The future of backend: less cost, more and better analytics and a more flexible design?
The future of server side: how will analytics revolutionize the server side design? Here at Eficode I work as a data analyst, but I’ve also had a lot of experience with the server side. Here’s my view on how the data storing will flip in the future.
First, here’s some terminology about the topic. ACID means Atomicity, Consistency, Isolation and Durability. It’s sort of a standard for data safety and that things are working correctly. NoSQL means Not Only SQL and usually refers to simple design, horizontal scaling and better scalability than SQL. The solutions for this are usually ranked as graph stores, document stores or key value stores. Some notable NoSQL stores are MongoDB, Redis, Memcache, Dynamo, Solr and CouchDB. Usually NoSQL solutions remove one or more components of ACID. NewSQL databases, then again, are traditional relational databases and are always ACID compliant. However, these databases have added performance and scaling from the NoSQL solutions. Some examples of NewSQL solutions are NuoDB, VoltDB and MemSQL.

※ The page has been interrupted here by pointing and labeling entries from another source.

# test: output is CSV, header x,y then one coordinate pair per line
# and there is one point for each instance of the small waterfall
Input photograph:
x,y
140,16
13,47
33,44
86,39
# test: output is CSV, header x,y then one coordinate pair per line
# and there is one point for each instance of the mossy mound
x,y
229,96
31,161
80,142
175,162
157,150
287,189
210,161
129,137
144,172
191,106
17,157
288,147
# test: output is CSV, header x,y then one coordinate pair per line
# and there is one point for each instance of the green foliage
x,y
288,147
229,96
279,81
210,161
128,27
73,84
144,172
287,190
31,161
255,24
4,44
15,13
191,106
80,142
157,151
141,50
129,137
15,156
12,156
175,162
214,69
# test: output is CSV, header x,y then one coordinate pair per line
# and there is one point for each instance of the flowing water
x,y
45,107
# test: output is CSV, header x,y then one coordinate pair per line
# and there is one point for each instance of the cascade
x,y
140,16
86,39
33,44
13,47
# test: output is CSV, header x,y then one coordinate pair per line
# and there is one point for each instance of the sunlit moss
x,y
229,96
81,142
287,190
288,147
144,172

Let’s start from the time before the NoSQL trend when we had multiple relational databases for multiple software. We were using MySQL, Microsoft SQL, Oracle, etc. This meant we had to keep juggling with systems that wouldn’t necessarily fit our solution or we could have been using the system completely wrong altogether and never knew about it. After this came the NoSQL trend which was, in my opinion, horrible. Everything was done with key value stores. This meant that things that needed SQL were done with NoSQL. We were doing relations with bad systems or we were throwing ACID away for things that could have been using ACID without having the need to sacrifice it. This was actually followed by good design of using tools as needed: using NoSQL to store event data and relational data to relational database. This led us to the big data era. Sadly we still hit a wall when using tools such as MySQL, MongoDB or Riak to store data and then we had to move it to Hadoop, Vertica or other big data tools. This meant having a lot of duplicate data. We also had a lot of NewSQL solutions that were working solutions to the old relational database model.
Currently we are using NewSQL, SQL and NoSQL as what we need. Now the future of server side, as I see it, is that we get rid of the useless storing layer. We are seeing a lot of ACID capable NewSQL solutions that work in memory: VoltDB is a good example. What if we would use in-memory to have the information that needs to be constantly up to date and usable in milliseconds, and use HP HAVEn or comparable to store history and stuff that doesn’t need to be updated every second? This would remove the process of moving from i.e. MySQL and MongoDB towards a flowing water model, where the event data goes straight to Hadoop. It then creates batch inserts to our in-memory for our software to show as new situations as we get them from our big data side.
So less cost, more and better analytics and a more flexible design. Sounds good to me, but what do you think? How should we approach the cost of infrastructure and duplicate data?